Conclusion – Canadian Foreign Intelligence in a Dangerous World
The Carney government needs to finish the job started in 2015 to both fully formulate Canada’s global human intelligence posture and clarify CSIS’s mandate to support this. The evolution of CSIS into a de facto global intelligence service needs to be made de jure in statute to end the ambiguity, mitigate against future issues arising from this ambiguity, and ensure a clear approach can be taken by Canada’s government and bureaucracy to its global intelligence priorities. Ottawa appears to be acknowledging this need in light of the rapidly-changing world: in March 2025, the National Security & Intelligence Advisor stated that Canada needed to be “less dependent on its partners… a little bit more selfish now [and] think about how to protect Canada [and] have the appropriate capabilities to defend Canada”. As the Carney government formulates plans for its national security review – including this 'foreign intelligence' question – building on what already exists in CSIS and has been operating for two decades now is the most efficient, cost-effective, and crucially timely option to address this urgent need for Canada’s current and future sovereignty, national security and national well-being.
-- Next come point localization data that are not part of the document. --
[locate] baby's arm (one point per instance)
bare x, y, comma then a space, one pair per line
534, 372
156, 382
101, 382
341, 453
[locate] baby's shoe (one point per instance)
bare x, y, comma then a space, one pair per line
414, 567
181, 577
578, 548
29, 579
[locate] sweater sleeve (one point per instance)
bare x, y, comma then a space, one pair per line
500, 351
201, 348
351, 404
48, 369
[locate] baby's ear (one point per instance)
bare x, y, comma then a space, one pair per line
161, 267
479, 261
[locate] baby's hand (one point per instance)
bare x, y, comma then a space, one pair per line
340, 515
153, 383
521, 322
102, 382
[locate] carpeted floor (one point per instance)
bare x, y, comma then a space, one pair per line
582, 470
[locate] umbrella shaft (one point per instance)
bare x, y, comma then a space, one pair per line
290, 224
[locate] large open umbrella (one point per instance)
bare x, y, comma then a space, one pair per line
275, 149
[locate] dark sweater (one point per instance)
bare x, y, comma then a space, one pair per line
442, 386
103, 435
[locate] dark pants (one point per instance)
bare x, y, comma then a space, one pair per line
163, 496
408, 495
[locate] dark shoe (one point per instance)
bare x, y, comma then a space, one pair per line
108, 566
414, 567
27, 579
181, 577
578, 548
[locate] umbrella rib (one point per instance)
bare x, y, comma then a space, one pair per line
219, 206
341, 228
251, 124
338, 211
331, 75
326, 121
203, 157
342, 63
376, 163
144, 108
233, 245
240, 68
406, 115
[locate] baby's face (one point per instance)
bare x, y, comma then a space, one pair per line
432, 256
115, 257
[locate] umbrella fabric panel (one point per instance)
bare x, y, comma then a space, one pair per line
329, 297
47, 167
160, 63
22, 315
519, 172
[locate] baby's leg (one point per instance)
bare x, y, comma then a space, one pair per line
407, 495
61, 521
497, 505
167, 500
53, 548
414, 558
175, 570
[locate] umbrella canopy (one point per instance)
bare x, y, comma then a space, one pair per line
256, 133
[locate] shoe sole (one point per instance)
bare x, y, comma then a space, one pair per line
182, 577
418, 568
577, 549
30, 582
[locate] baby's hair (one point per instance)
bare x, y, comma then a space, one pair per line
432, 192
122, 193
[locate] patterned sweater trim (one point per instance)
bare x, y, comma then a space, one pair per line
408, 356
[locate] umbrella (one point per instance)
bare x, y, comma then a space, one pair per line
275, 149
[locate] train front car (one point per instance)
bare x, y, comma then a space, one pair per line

Dr Kevin A. O'Brien is a Visiting Senior Research Fellow in Intelligence and Cyber Security at King's College London. From 1993-2010, he served as an advisor to the Canadian government, as well as the UK and other Western governments, on national security, counter-terrorism, defence, cyber security and critical infrastructure protection issues, before joining the Canadian public service as a senior advisor and programme manager in national security. Since leaving the government, he has continued to serve as a security consultant to Western governments and critical infrastructure sectors, as well as supporting academic research and teaching on contemporary security topics. He has written extensively about contemporary intelligence, security and defence matters for more than 30 years. The views expressed in this post are entirely his own and should not be construed as representing those of any organisation he has been affiliated with.